アルバイトであっても働いている以上はだいぶ生活が楽になってきた。

 

楽になったって言ってももちろん贅沢はできない、まだ同い年の人並みにも稼げていない。でも彼女と遊びに行った時に彼女にお金の心配を掛けなくなったのは男としても、人間としても情けないなぁ…という気持ちは少なくなってくる。

 

フリーターのささやかな楽しみ

 

仕事の上がりにちょっとしたお菓子を買って帰ったり、仕事の休憩時間にコンビニから四谷消防署を挟んで西にあるドコモショップで端末のモックを物色して研究するのがフリーターの僕のささやかな楽しみだった。

 

 

ドコモショップへ行くと、店頭にかっこいいスマホやガラケーが並んでいる。

 

ふとまた新卒で入った会社の事を思い出した。

 

新卒で入った会社は某大手通信商社で、僕は研修の一環で某キャリアショップでショップ対応の研修を受けたこともあったからだ。

 

僕が最終的に配属されたのは商品企画部、その当時格安SIMという言葉はまだ存在しなかったが、僕が居た課の当時のメイン商材は今で言う格安SIMそのもの。
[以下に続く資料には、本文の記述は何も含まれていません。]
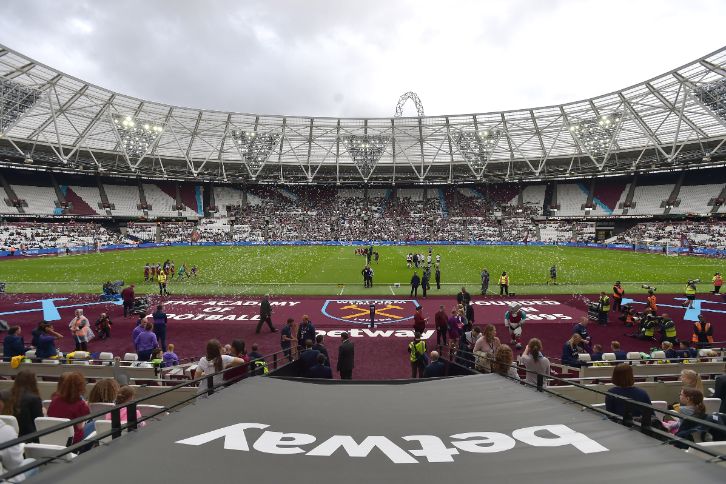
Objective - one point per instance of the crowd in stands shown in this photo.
(711, 234)
(33, 235)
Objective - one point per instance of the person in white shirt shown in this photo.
(214, 361)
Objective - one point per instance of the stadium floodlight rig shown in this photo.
(477, 147)
(15, 100)
(713, 95)
(255, 148)
(596, 136)
(136, 138)
(366, 151)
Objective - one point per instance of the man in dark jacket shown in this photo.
(306, 331)
(265, 315)
(319, 346)
(436, 368)
(128, 296)
(415, 282)
(346, 357)
(308, 358)
(320, 370)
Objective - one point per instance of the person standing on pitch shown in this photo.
(504, 284)
(484, 282)
(346, 357)
(618, 293)
(265, 315)
(415, 282)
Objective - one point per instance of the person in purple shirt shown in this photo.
(137, 330)
(170, 358)
(146, 342)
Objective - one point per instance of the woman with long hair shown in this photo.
(68, 401)
(485, 348)
(502, 364)
(624, 386)
(25, 402)
(534, 361)
(213, 362)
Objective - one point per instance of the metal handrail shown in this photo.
(625, 420)
(132, 422)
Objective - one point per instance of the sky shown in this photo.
(355, 58)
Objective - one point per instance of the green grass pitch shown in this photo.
(322, 270)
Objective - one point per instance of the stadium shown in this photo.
(453, 247)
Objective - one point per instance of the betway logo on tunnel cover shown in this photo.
(358, 311)
(399, 450)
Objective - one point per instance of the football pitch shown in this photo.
(325, 270)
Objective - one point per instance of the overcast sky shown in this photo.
(355, 58)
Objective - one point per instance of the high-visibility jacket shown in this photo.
(669, 328)
(651, 302)
(702, 333)
(604, 303)
(417, 350)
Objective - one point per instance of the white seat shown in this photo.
(100, 406)
(146, 410)
(61, 437)
(103, 426)
(712, 404)
(12, 421)
(38, 451)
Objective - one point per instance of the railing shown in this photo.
(132, 422)
(626, 419)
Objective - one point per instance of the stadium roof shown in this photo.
(673, 121)
(466, 428)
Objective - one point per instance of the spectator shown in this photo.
(485, 348)
(128, 296)
(319, 369)
(81, 330)
(442, 326)
(125, 395)
(417, 355)
(68, 401)
(502, 363)
(146, 342)
(103, 326)
(319, 346)
(12, 457)
(24, 402)
(436, 368)
(346, 357)
(13, 344)
(534, 362)
(571, 350)
(620, 355)
(214, 362)
(237, 350)
(160, 320)
(45, 347)
(624, 386)
(170, 358)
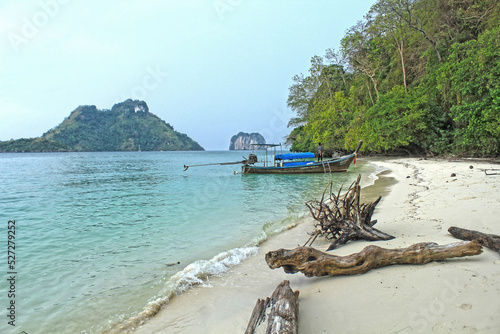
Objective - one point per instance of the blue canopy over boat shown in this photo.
(291, 156)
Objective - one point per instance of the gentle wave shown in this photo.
(195, 274)
(198, 273)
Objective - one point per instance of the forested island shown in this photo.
(128, 126)
(414, 76)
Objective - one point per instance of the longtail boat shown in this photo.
(301, 163)
(290, 163)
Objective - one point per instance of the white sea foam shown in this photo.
(196, 273)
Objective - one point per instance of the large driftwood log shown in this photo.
(490, 241)
(283, 316)
(312, 262)
(342, 218)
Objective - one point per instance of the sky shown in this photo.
(210, 68)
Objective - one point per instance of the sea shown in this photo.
(92, 240)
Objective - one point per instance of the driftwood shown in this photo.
(312, 262)
(284, 313)
(490, 241)
(344, 218)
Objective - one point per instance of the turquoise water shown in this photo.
(99, 235)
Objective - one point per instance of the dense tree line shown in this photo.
(421, 76)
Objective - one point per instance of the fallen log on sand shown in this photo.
(312, 262)
(342, 218)
(490, 241)
(284, 313)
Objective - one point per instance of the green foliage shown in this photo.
(399, 120)
(471, 78)
(418, 75)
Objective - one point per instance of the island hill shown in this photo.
(245, 141)
(128, 126)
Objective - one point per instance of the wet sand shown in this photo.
(420, 202)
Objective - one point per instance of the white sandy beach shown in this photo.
(453, 296)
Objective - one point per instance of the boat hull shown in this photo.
(327, 166)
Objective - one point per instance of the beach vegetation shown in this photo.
(421, 76)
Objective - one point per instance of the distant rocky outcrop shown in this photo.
(128, 126)
(243, 141)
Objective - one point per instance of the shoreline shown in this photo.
(450, 296)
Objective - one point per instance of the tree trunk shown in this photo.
(490, 241)
(343, 218)
(284, 314)
(312, 262)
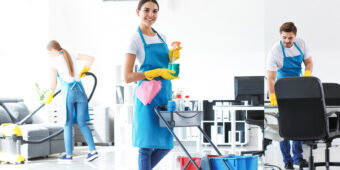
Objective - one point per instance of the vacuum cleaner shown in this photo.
(10, 134)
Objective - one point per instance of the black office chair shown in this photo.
(303, 116)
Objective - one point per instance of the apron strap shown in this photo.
(158, 35)
(76, 83)
(298, 48)
(141, 36)
(283, 50)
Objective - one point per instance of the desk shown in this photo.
(329, 109)
(233, 109)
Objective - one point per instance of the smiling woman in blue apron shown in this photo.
(285, 60)
(154, 86)
(74, 99)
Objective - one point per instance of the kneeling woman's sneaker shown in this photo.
(65, 158)
(91, 157)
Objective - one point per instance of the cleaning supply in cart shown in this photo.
(171, 105)
(179, 102)
(187, 103)
(174, 55)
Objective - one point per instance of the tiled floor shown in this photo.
(273, 155)
(111, 158)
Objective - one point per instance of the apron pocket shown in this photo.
(148, 90)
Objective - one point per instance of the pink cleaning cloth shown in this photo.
(148, 90)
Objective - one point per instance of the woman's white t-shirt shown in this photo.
(275, 55)
(60, 65)
(136, 45)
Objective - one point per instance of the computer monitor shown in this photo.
(250, 88)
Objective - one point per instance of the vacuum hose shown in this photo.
(41, 106)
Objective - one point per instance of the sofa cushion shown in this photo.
(53, 128)
(33, 131)
(19, 111)
(4, 117)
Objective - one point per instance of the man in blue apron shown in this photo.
(285, 60)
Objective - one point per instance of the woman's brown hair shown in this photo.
(288, 27)
(56, 46)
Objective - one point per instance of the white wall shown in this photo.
(23, 58)
(318, 23)
(220, 39)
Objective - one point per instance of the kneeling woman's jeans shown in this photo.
(77, 100)
(148, 158)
これをどうにか他の商材と組み合わせて売れないかを考える事業部に居た。

 

そこに配属されてから紆余曲折あって、直の上司に帰りの池袋駅の東口改札の中で「このまま仕事の姿勢が変わらないようだと、僕は必ず課長に君は商品企画部に向いていないと報告する!」と言われたことも思い出した。

 

その時、僕は自分の仕事に対する姿勢のどこがどう悪いのか、どうしたら改善されるのかさっぱり分かっていなかった。

 

そして何よりも商品企画部で一番大切とも言える社内コミュニケーション能力が一番欠如していたのだ。

 

法人のお客さんにモノを買ってもらうコミュニケーションスキルももちろん大切だと思う、でもそれ以上に社内でのコミュニケーションスキルもまた大切だったのだ。それは自分の頭では会社を辞めてからやっと気付いた。

 

人とコミュニケーションを上手く取れないと人とする仕事は崩壊する。そんなことも分かっていなかった。

 

でも当時はそれでも自分は真面目にやってると思い込んでいた。朝から晩まで会社にカンヅメなわけだし。。

 

会社を辞めるという大きな決断をした(僕の場合は大きな代償を払ったが正しいのかも)が、会社を辞めてから自分の何が足りなかったか、何がダメだったのか、社内コミュニケーションがなぜ上手くいかなかったか、が僅かでも理解できただけまだ良かったと思う。

 

年始はコンビニのおせち料理を食す

 

三が日がすぎたある日、お店の副店長に「サイハンくん、これ食べて帰ったら?」と3重に連なるおせち料理をもらった。

 

お店の決まり(方針)で食品は持ち帰ってはいけないことになっている。そのおせち料理、これをここでなら食べていいとの許可が出たのだ。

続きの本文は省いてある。